Archive for September 22nd, 2015

Best Backyard Birdbaths

Tuesday, September 22nd, 2015
Ground level birdbath in a backyard wildscape.

Ground level birdbath in a backyard wildscape.

This is Passport to Texas

Attracting birds to your backyard is as simple as adding water…to a birdbath.

05— They’ll use that birdbath year-round. They’ll use it for drinking. They’ll use it for bathing…

Cliff Shackelford is a non-game ornithologist with Texas Parks and Wildlife. Decorative ceramic birdbaths often make better art than they do watering stations for birds.

09—The simpler the better. What I found, is the basin needs to be a little rough and not smooth. It needs to have a gradual dip to it.

Concrete pedestal birdbaths can be too deep for birds, and the porous material encourages algae and sediment buildup. The Cornell Lab of Ornithology says a good birdbath mimics shallow puddles, which are nature’s birdbaths. They suggest digging a shallow hole in the ground, lining it with plastic to make it watertight, and then putting sand in the bottom so birds can get their footing. Place a few plants around the perimeter, and you have a bird spa.

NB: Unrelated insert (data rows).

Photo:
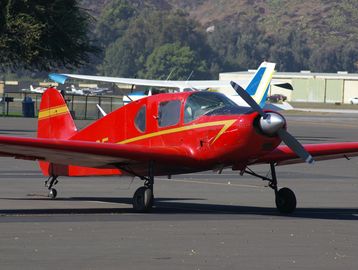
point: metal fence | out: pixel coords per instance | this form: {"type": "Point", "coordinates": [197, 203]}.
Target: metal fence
{"type": "Point", "coordinates": [81, 107]}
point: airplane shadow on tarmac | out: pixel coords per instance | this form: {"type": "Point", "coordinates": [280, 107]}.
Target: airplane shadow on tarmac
{"type": "Point", "coordinates": [168, 206]}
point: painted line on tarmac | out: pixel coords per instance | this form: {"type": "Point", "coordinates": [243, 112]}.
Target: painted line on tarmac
{"type": "Point", "coordinates": [26, 174]}
{"type": "Point", "coordinates": [209, 183]}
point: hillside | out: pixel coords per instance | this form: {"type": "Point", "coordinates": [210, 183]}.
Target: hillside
{"type": "Point", "coordinates": [319, 35]}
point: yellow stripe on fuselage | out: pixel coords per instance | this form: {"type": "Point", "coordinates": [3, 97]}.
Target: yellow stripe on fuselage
{"type": "Point", "coordinates": [53, 111]}
{"type": "Point", "coordinates": [226, 123]}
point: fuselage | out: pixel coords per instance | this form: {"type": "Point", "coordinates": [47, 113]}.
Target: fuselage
{"type": "Point", "coordinates": [213, 131]}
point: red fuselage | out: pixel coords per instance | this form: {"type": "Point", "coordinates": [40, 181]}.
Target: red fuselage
{"type": "Point", "coordinates": [212, 139]}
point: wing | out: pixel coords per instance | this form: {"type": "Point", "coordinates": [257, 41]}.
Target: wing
{"type": "Point", "coordinates": [88, 154]}
{"type": "Point", "coordinates": [61, 78]}
{"type": "Point", "coordinates": [283, 155]}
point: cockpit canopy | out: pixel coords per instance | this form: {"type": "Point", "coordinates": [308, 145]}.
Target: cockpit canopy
{"type": "Point", "coordinates": [210, 103]}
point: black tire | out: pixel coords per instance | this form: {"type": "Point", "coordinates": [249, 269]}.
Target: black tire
{"type": "Point", "coordinates": [143, 199]}
{"type": "Point", "coordinates": [286, 201]}
{"type": "Point", "coordinates": [52, 193]}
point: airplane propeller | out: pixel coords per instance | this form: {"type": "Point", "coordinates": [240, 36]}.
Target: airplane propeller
{"type": "Point", "coordinates": [273, 123]}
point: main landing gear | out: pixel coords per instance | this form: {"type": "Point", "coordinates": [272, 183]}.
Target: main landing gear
{"type": "Point", "coordinates": [143, 198]}
{"type": "Point", "coordinates": [50, 183]}
{"type": "Point", "coordinates": [285, 198]}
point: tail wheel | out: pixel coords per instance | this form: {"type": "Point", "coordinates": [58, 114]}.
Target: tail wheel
{"type": "Point", "coordinates": [286, 201]}
{"type": "Point", "coordinates": [143, 199]}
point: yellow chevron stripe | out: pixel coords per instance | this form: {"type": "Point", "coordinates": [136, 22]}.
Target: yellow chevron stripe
{"type": "Point", "coordinates": [226, 123]}
{"type": "Point", "coordinates": [53, 111]}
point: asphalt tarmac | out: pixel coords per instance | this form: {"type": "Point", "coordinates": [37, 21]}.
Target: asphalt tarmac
{"type": "Point", "coordinates": [200, 221]}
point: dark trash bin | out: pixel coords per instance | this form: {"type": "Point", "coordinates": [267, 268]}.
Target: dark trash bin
{"type": "Point", "coordinates": [28, 107]}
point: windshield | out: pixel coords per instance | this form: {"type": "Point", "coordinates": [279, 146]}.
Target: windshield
{"type": "Point", "coordinates": [210, 103]}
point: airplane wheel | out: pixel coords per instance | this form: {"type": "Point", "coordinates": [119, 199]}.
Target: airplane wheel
{"type": "Point", "coordinates": [286, 201]}
{"type": "Point", "coordinates": [52, 193]}
{"type": "Point", "coordinates": [143, 199]}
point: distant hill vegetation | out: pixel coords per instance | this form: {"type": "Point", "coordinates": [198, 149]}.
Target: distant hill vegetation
{"type": "Point", "coordinates": [154, 38]}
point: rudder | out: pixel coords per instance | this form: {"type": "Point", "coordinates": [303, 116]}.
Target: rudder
{"type": "Point", "coordinates": [54, 120]}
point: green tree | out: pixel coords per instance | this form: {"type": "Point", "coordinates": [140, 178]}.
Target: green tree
{"type": "Point", "coordinates": [39, 34]}
{"type": "Point", "coordinates": [128, 55]}
{"type": "Point", "coordinates": [175, 60]}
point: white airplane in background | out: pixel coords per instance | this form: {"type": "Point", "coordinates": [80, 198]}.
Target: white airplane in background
{"type": "Point", "coordinates": [37, 90]}
{"type": "Point", "coordinates": [86, 91]}
{"type": "Point", "coordinates": [257, 87]}
{"type": "Point", "coordinates": [75, 91]}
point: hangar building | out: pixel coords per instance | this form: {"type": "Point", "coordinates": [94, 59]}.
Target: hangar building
{"type": "Point", "coordinates": [337, 87]}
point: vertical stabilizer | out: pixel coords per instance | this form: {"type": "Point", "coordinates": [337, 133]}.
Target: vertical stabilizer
{"type": "Point", "coordinates": [260, 83]}
{"type": "Point", "coordinates": [54, 120]}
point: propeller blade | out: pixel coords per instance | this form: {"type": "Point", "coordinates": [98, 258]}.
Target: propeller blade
{"type": "Point", "coordinates": [248, 99]}
{"type": "Point", "coordinates": [295, 145]}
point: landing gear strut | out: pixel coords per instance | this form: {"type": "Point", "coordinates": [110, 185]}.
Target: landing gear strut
{"type": "Point", "coordinates": [143, 198]}
{"type": "Point", "coordinates": [285, 198]}
{"type": "Point", "coordinates": [50, 183]}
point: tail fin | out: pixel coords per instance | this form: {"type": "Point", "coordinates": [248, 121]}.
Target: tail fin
{"type": "Point", "coordinates": [55, 120]}
{"type": "Point", "coordinates": [260, 83]}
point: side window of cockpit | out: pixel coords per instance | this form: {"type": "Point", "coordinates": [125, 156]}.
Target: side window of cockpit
{"type": "Point", "coordinates": [139, 120]}
{"type": "Point", "coordinates": [169, 113]}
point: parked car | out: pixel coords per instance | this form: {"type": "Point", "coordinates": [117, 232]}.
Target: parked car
{"type": "Point", "coordinates": [277, 98]}
{"type": "Point", "coordinates": [354, 100]}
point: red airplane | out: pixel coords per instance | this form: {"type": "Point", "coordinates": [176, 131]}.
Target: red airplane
{"type": "Point", "coordinates": [167, 134]}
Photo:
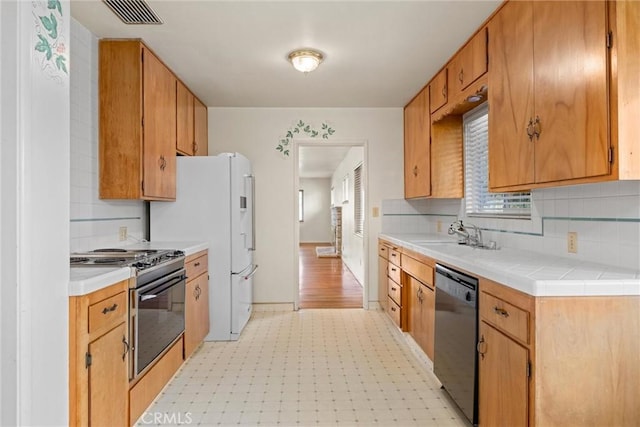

The only thing that could make it better is dripping water, says Cliff Shackelford.

12— Bird drips are really good; you can hang a milk jug up with a little pin prick hole in it. Just the sound of the water dripping could be attractive to birds. And also, they may like to get under that drip a little bit.

Find more birding information on the Texas Parks and Wildlife website.

For Texas Parks and Wildlife, I’m Cecilia Nasti.